You are viewing a plain text version of this content. The canonical link for it is here.
Posted to marketing@couchdb.apache.org by Noah Slater <ns...@apache.org> on 2014/05/01 20:50:32 UTC

Sharing data with third-parties

Marketing team,

I'd like to discuss the privacy of data the project collects, so we
know what can be shared on the lists, and with interested
third-parties.

I'd like to cover these types of data:

1) Download stats
2) Web analytics for the website and the blog
3) Size of the mailing lists
4) Composition of the mailing lists

Here's what that data can be used for:

(1) and (2) can be used to measure popularity of CouchDB and how our
marketing efforts and releases have an impact on the project.

(3) can be used to get a sense of how big the community is, and how
that is changing over time.

(4) can be used to get demographic information. There are plenty of
tools that will mine information from a list of email addresses,
linking people up with employers, LinkedIn profiles, and other social
media.

Now, as far as I am concerned:

(1) is fine and I am happy sharing that on this list.

(2) should be for committers by default only, but relevant info can be
posted if it helps us in our marketing efforts. Popular page views,
specific page views, paths/clicktrails, browser demographics, and so
on.

But what about information like location, age, gender, interests and
so on (which you can get from some analytics tools). I think we'd have
to make sure that whatever was being shared publicly was 1) actually
useful to us and needed to be shared, and 2) heavily aggregated so as
not to cause any privacy concerns.

(I am more interested in doing the right thing here than I am getting
around the legalities of the situation.)

(3) is fine, and we share this every three months already in our board reports.

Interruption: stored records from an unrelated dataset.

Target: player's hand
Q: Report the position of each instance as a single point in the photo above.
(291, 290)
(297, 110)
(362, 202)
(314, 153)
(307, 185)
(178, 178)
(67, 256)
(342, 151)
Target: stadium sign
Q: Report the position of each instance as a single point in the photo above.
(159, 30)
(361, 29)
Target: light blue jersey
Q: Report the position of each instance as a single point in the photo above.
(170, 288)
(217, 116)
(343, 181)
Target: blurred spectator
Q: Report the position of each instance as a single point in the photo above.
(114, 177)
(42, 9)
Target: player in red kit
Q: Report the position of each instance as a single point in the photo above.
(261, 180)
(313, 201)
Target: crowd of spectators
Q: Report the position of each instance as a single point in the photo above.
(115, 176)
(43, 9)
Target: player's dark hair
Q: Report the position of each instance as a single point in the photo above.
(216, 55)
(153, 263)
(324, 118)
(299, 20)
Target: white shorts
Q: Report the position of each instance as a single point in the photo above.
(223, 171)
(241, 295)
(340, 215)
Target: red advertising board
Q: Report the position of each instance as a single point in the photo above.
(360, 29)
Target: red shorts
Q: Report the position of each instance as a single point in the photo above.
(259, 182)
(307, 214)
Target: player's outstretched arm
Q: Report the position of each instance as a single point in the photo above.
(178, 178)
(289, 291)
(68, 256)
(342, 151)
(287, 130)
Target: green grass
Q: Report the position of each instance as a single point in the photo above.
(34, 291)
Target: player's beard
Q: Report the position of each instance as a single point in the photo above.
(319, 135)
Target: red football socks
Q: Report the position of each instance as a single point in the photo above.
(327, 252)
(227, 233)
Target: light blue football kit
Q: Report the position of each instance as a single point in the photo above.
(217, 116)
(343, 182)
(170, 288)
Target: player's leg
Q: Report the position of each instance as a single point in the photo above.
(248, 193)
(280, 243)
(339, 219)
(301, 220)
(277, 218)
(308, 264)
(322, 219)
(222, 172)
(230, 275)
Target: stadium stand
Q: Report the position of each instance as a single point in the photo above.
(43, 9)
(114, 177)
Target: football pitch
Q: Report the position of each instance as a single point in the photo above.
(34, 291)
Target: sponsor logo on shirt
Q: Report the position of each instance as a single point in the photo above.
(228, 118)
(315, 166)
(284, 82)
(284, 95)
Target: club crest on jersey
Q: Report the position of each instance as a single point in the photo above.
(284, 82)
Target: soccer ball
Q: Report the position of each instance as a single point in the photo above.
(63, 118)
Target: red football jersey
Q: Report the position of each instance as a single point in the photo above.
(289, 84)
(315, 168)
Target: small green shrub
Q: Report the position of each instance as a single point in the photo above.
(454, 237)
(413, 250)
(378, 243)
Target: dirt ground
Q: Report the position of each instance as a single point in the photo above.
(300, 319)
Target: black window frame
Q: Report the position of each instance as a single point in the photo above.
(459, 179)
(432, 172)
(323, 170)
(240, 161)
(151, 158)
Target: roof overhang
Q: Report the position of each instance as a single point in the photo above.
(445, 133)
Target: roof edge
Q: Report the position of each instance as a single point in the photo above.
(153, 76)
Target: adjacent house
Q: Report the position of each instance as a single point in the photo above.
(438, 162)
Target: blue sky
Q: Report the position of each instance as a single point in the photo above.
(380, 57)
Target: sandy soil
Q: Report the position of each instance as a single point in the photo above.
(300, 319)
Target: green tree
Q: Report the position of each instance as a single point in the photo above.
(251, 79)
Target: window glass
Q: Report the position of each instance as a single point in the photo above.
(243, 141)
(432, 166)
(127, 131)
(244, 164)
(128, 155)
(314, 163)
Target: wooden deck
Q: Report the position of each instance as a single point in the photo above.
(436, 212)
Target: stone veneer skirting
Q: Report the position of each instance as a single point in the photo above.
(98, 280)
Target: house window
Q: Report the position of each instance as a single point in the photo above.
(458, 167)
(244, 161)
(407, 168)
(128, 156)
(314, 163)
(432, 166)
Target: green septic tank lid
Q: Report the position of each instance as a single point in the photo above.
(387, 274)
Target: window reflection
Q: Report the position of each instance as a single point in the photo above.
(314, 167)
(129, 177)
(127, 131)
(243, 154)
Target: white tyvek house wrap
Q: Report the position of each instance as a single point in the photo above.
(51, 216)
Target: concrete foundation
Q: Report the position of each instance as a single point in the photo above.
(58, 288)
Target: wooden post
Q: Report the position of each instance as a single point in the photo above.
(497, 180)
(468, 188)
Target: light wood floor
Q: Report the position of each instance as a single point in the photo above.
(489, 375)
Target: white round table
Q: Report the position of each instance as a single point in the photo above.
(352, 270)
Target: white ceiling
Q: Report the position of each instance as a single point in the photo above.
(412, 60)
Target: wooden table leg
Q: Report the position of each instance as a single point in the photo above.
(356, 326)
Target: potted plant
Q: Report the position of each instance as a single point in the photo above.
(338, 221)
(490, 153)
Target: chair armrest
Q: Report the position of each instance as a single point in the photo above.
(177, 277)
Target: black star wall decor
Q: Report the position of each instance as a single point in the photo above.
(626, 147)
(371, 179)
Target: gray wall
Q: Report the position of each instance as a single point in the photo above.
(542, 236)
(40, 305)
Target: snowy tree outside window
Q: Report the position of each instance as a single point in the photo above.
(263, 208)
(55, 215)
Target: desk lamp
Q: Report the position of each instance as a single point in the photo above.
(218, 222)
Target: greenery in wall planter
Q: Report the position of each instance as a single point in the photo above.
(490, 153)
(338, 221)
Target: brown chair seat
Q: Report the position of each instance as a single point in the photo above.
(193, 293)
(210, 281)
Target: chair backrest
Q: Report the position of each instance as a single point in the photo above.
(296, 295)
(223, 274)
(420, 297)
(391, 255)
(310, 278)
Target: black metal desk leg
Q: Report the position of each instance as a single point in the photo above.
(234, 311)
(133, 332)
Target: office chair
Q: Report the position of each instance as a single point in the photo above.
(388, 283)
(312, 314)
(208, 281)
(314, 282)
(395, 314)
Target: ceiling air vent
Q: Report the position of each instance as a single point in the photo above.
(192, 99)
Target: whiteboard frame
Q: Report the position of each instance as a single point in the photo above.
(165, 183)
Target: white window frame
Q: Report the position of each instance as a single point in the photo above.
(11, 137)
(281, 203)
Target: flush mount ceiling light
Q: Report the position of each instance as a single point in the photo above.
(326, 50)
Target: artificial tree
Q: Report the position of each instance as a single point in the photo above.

(4) seems like something that ought to be confidential and not shared
with anyone outside of the PMC for any purpose.

If we shared (4) with anyone, we'd have to share it with everyone, per
our strict vendor neutral position. And there is already a strong
consensus on the internal ASF press@ list that this is out of the
question.

What do other people think?

Thank you,

-- 
Noah Slater
https://twitter.com/nslater

Re: Sharing data with third-parties

Posted by Noah Slater <ns...@apache.org>.
The goal of vendor neutrality is to not give any specific vendor of
CouchDB preference of favour over any other. It does not preclude us
from using the services of unrelated third-party organisations.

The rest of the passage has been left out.